Upper Extremity Stroke Rehabilitation: The Imperative For A Family/Clinician Team

Tay Gavin Erickson Lecture Series—Dr. Wolf's current research focuses on restoration of upper extremity function following stroke. His research team is conducting an NIH-funded randomized national clinical trial (EXCITE, the Extremity Constraint-Induced Therapy Evaluation) to explore the effect of constraint-induced movement therapy of the hemiplegic upper extremity on recovery of movement function among patients who have sustained a stroke.

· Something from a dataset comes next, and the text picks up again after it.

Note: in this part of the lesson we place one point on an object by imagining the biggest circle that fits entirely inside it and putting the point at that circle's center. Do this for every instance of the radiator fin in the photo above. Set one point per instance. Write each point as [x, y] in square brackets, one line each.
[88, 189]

Further areas of Dr. Wolf's research include: biomechanical changes in upper extremity motor control following stroke; the effects of direct motor cortical stimulation and intense upper extremity therapy on functional improvement among patients with stroke; the mechanisms underlying possible massed practice cortical reorganization using constraint-induced therapy; changes in behavior among patients and their caregivers when exposed to functionally-based therapeutic interventions; and the effects of robotic assistance on procurement of upper extremity function among patients with stroke.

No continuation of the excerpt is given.